Andrew Grogan-Kaylor writes:

More and more in my work with students, I’m coming to a place where I realize that I know a lot, and am good at explaining, all kinds of statistical stuff like “we use a logit (or probit) for a binary outcome, and here’s why” or “when data are clustered inside neighborhoods, we use multilevel models”.

What I’m less good at is something that is emerging in a lot of the PHD students’ questions, which are more general questions about how to build statistical models. When do you know that you have “enough” independent variables? What variables should be included in your analysis even if they’re not going to end up being statistically significant? When you model interactions, how many interactions should you test? Which ones should you retain in your model?

I guess that what I’m looking for a is a more “philosophical” piece about statistical model building in general, as opposed to what I usually read, which are pieces about the particulars of a specific statistical technique.

Do you know of any general overview of modeling such as an article? I recall you talking about something like this in your blog, but a search is not turning it up.

My reply: There must be some overviews out there, but the only ones I’m particularly happy with are those in chapter 4 (linear regression) and chapter 5 (logistic regression) of my book with Jennifer.

My brief bit of strategy advice is to start the model simple and add variables.

Also, take your most important main effects and include their interactions. That’s a trick I learned a couple years ago, and it’s worked over and over for me. It sounds obvious once you hear it, but if you look back on your earlier analyses, I bet you’ll find you weren’t always doing it.

I keep aware of statistical significance, but I don’t think of model building as a process of testing variable or testing interactions. The main thing I get out of statistical significance is that if a coefficient is statistically significant and has the “wrong” sign–that is, it doesn’t make sense–then I look more carefully to try to understand what’s going on with the predictors.

One other tip–I think we mention this somewhere in the book–is to remember that a regression coefficient can be interpreted as the average difference, comparing two units that differ by 1 unit on predictor x but are identical for all other units. Sometimes this comparison doesn’t make a lot of sense, in which case it might not be worth your while to try too hard to interpret the corresponding coefficient.

> take your most important main effects and include their interactions

I heard this suggestion in a talk by David Cox more than a few years ago and he attributed the idea to someone earlier ( Tukey I believe)

Believe the statistics discipline is more comfortable publishing deductive stuff (model implications) rather than suggestive stuff (might be a good idea to try) or rhetorical stuff(it is a good idea because … ) so these "good ideas" end up being re-invented rather than well shared (blogs may help!)

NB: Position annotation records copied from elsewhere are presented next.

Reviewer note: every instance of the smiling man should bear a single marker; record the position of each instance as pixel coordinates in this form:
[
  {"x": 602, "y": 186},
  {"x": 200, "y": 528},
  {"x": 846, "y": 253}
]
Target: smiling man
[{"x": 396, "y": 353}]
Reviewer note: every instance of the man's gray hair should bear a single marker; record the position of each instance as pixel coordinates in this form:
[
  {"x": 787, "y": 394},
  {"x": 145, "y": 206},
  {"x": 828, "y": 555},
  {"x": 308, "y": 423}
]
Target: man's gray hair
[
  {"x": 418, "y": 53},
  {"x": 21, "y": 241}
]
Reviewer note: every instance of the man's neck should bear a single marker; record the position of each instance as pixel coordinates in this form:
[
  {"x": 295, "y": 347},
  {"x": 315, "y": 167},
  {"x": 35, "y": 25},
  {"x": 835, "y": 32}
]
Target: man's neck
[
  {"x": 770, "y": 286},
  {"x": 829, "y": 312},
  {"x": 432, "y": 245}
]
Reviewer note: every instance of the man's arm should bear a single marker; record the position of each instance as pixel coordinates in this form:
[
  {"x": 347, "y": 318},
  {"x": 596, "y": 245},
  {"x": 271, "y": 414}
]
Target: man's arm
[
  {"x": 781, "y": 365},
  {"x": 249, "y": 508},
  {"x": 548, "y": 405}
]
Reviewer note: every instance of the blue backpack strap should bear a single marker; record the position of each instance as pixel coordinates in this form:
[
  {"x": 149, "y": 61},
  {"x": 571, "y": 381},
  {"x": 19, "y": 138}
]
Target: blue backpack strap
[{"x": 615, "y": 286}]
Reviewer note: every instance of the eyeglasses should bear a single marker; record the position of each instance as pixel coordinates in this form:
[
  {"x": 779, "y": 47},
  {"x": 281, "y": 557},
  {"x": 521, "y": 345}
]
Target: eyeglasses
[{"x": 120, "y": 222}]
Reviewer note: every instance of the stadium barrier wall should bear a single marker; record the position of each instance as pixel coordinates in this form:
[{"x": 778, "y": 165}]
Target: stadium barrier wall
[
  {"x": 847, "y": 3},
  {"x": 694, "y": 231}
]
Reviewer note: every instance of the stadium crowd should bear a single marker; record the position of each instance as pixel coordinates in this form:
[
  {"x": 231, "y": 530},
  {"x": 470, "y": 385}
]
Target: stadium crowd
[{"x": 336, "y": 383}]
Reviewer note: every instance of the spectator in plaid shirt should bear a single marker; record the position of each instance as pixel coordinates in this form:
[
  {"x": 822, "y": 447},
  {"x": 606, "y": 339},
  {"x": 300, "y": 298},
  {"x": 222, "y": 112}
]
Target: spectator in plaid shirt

But having unashamedly picked up the hammer of falsify-ability I see many of Andrew’s suggestions as increasing the likelihood of noticing what’s wrong in a model and elaborating it to a less wrong model – that will not necessarily minimize some mixture of bias and variance (perhaps very inappropriately traded off for the application) but increase the likelihood of generalizing to new data sets and applications.

Keith

It's been my good (or bad) fortune not to be a stat gure, although I've also been fortunate to be able to have highly skilled people around. But what I learned (nearly 40 years ago in grad school) still seems like good advice.

When building a model, start with the theory you're using. For example, if you're building a model of labor force participation, what does the theory suggest? Can you measure the factors that the theory suggests are important? If not, can you find good–or better-than-good–proxies?

Then you ask about how you're going to estimate whatever relationship you have to estimate.

Maybe that's obvious, but I've seen a lot of job candidates in economics in the past few years who knew the properties of their estimators, but not the content of their theories.

A great book on this topic is

Harrell, F: Regression modeling strategies.

In most social sciences, probably including economics, theory offer little guidance…so what to do?

off topic:

Does it make sense to include interaction terms without including all their respective constitutive terms? I have seen some economists doing that but I'm not sure how to interpret it. Maybe it is just wrong. I'm not sure if you discuss this particular topic in your book.

Many thanks,

I second the Harrell recommendation.

I regularly point people to Chapter 4, but there's plenty of good stuff in the rest of it.

Theory *always* offers something – otherwise, how did you decide what variables to measure?

Did you include the person's social security number as an IV? Well, why not? Because theory says it's ridiculous.

Sometimes, theory offers a lot, even in social sciences. But it always offers something.